DocketNumber: O-35379-18 Docket No. O-35379-18 Appeal No. 12258 Case No. 2019-03500
Filed Date: 11/5/2020
Status: Precedential
Modified Date: 11/5/2020
Matter of Tawanda A.A. v Joseph D.A. |
2020 NY Slip Op 06338 |
Decided on November 05, 2020 |
Appellate Division, First Department |
Published by New York State Law Reporting Bureau pursuant to Judiciary Law § 431. |
This opinion is uncorrected and subject to revision before publication in the Official Reports. |
Andrew J. Baer, New York, for appellant.
Diaz & Moskowitz, PLLC, Garden City (Hani M. Moskowitz of counsel), for respondent.
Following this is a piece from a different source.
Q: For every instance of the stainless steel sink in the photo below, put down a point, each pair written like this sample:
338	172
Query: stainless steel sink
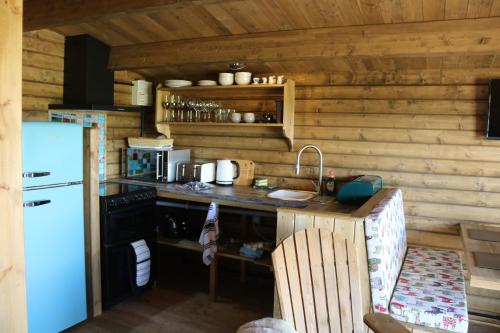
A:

Order of fact-finding and disposition, Family Court, Bronx County (Tamra Walker, Ref.), entered on or about July 15, 2019, which granted the petition, upon a fact-finding determination that respondent committed the family offenses of harassment in the second degree and harassment in the first or second degree, unanimously modified, on the law and the facts, to vacate the finding of harassment in the first or second degree, affirm the determination of harassment in the second degree, and otherwise affirm, without costs.
The Family Court's finding that respondent committed the family offense of harassment in the second degree is supported by a fair preponderance of the evidence (see Family Ct Act § 832). Petitioner testified that during an argument, respondent grabbed her from behind and threw her on the coffee table, causing her pain and bruising to her back. The court properly inferred intent from respondent's actions and the surrounding circumstances (see Matter of Ramona A.A. v Juan M.N., 126 AD3d 611 [1st Dept 2015]).
While the Family Court erred in considering petitioner's testimony about an earlier incident that took place prior to December 2018, because the family offense petition failed to allege it (see Matter of Kim Yvette W. v Leola Patricia W., 140 AD3d 495 [1st Dept 2016]; Matter of Sasha R. v Alberto A., 127 AD3d 567 [1st Dept 2015]), there is nevertheless ample support in the record for the court's determination that petitioner proved that respondent committed the family offense of harassment in the second degree.
Although the Family Court stated on the record that respondent committed acts which constituted the family offense of harassment in the second degree, its written order of fact-finding and disposition incorrectly stated that respondent also committed the family offenses of harassment in the first or second degree. An order must conform strictly to the court's decision (Di Prospero v Ford Motor Co., 105 AD2d 479, 480 [3d Dept 1984]), and where there is a conflict between the two, the decision controls (see Madison III Assocs. v Brock, 258 AD2d 355 [1st Dept 1999]). We modify the subject provisions of the order accordingly.THIS CONSTITUTES THE DECISION AND ORDER
OF THE SUPREME COURT, APPELLATE DIVISION, FIRST DEPARTMENT.